What is your area of specialization?
My field examines culture, history, politics, and social and economic forces affecting the Americas through an interdisciplinary lens. I was trained in cultural, ethnic, and media studies so I examine every subject of study through the prism of race, class, gender, and sexuality.

What topics do you teach at UT?
U.S. cultural history, ethnicity and popular culture, immigration and consumer culture, Asian American studies, theories on transnationalism and Diaspora, gender and beauty culture.

What is your current research focus?
I just completed a book project that was a revision of my dissertation topic on Vietnamese popular culture and the construction of identity. I am currently working on a new project on gender, globalization, and beauty practices.
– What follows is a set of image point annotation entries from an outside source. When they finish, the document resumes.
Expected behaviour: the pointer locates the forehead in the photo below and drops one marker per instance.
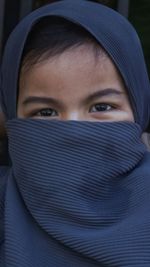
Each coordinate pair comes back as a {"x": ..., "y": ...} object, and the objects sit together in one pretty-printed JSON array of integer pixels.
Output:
[{"x": 73, "y": 69}]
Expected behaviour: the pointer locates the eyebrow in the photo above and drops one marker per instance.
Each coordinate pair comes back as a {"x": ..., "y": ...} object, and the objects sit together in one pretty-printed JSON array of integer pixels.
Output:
[{"x": 91, "y": 97}]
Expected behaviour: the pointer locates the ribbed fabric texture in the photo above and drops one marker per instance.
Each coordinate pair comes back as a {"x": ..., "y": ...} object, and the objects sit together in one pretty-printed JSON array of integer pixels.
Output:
[{"x": 78, "y": 198}]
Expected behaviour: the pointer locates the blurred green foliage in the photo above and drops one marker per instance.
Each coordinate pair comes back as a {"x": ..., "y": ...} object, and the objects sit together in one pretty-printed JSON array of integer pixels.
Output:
[{"x": 139, "y": 16}]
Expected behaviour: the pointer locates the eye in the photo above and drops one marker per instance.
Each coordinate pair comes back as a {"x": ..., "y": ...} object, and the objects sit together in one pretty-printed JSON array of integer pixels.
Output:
[
  {"x": 101, "y": 107},
  {"x": 46, "y": 112}
]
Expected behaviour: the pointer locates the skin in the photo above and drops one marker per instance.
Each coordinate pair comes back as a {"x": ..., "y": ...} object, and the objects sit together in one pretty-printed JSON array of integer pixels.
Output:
[{"x": 74, "y": 86}]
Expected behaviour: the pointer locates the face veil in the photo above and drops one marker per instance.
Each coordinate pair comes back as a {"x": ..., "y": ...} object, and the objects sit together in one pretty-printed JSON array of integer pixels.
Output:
[{"x": 77, "y": 193}]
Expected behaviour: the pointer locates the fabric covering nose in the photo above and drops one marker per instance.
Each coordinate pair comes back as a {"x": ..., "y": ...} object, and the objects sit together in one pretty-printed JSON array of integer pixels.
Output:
[
  {"x": 79, "y": 196},
  {"x": 110, "y": 29}
]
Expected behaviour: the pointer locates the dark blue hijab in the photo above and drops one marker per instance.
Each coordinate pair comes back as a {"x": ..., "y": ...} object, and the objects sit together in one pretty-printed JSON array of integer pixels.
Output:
[{"x": 81, "y": 196}]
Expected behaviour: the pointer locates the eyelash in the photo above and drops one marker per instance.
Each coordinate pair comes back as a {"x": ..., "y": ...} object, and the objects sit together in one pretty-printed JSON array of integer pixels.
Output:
[{"x": 52, "y": 112}]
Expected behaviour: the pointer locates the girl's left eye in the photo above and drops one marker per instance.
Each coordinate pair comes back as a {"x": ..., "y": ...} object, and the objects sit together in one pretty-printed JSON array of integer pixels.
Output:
[
  {"x": 47, "y": 112},
  {"x": 101, "y": 107}
]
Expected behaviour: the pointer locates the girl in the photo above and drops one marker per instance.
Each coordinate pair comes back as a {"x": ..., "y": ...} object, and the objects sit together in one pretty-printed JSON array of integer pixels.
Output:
[{"x": 75, "y": 94}]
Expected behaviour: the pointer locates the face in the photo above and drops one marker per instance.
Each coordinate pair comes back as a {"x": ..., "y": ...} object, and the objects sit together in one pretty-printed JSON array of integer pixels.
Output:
[{"x": 74, "y": 86}]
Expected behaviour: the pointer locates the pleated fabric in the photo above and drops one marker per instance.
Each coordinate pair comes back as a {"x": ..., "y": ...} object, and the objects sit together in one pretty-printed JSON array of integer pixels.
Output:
[
  {"x": 78, "y": 198},
  {"x": 77, "y": 193}
]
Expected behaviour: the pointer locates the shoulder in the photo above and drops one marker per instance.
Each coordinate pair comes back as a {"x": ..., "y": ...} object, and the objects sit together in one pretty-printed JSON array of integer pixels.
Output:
[{"x": 3, "y": 184}]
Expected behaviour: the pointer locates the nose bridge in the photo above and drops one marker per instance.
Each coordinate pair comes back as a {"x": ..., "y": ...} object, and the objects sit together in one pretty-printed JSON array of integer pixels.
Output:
[{"x": 74, "y": 115}]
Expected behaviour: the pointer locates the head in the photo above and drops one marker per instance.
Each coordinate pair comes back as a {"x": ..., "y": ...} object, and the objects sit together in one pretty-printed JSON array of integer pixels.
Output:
[
  {"x": 68, "y": 66},
  {"x": 67, "y": 75}
]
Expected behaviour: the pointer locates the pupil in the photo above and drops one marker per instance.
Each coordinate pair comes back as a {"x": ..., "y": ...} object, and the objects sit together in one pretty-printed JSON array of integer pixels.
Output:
[
  {"x": 46, "y": 112},
  {"x": 101, "y": 107}
]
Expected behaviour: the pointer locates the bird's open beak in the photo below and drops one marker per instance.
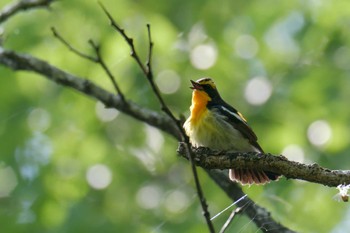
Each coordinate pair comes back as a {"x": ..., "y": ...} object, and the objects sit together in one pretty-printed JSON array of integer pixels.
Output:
[{"x": 196, "y": 86}]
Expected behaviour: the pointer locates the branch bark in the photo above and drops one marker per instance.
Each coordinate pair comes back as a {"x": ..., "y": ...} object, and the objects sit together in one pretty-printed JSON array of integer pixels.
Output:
[
  {"x": 17, "y": 62},
  {"x": 23, "y": 62},
  {"x": 209, "y": 159}
]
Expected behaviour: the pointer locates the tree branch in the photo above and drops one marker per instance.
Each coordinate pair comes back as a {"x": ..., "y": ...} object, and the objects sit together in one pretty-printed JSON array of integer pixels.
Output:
[
  {"x": 13, "y": 8},
  {"x": 16, "y": 61},
  {"x": 259, "y": 215},
  {"x": 209, "y": 159},
  {"x": 21, "y": 62},
  {"x": 147, "y": 70}
]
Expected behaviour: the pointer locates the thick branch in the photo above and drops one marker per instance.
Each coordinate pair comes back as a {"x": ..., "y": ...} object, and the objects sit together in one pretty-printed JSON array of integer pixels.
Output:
[
  {"x": 279, "y": 164},
  {"x": 16, "y": 61},
  {"x": 18, "y": 6},
  {"x": 259, "y": 215}
]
Is there a hot topic currently being discussed by American Studies scholars in the U.S. or around the world?
Transnationalism, globalization, neoliberalism. Debates about Citizenship. Race, ethnicity, and immigration issues. War and the Middle East, American imperialism. Current events inspire new investigations.

Did you participate in a research project as an undergraduate?
Yes. I did research projects every summer. I applied for fellowships and research assistantships that enabled me to work for and with professors who mentored me and helped me develop my own research interests.

What makes a good grad student?
One needs to be very committed for many years; loves to learn but has the humility to be challenged intellectually; and has patience to endure the life in pursuit of knowledge for knowledge sake. The rewards in this field are NOT monetary.

What are your top three tips for students interested in applying to an American Studies graduate program?

  1. Learn as much as you can about the program and the faculty you are likely to work with. Make sure there is a fit. If you want to study something that the program doesn’t offer or specialize in, chances are, you will not be accepted because no one will be able to work with you.
  2. Communicate—be prepared to express yourself intellectually on paper, by email, etc. Demonstrate your ability to thrive in a rigorous environment.
  3. Be open to new experiences, challenges, disappointments.

What are the top American Studies graduate programs in the US?
It really depends on what you want to study but this is a general ranking: University of Southern California, American Studies and Ethnicity; Yale University; University of New York; University of Minnesota; University of Michigan; and The University of Texas at Austin.

What careers do alumni generally pursue after graduation from the program?
Academia (teaching at liberal arts colleges, research universities, state schools, or community colleges), journalism, law, museum work, public works, community organizations, consulting work for various topics of cultural, social, political relevance.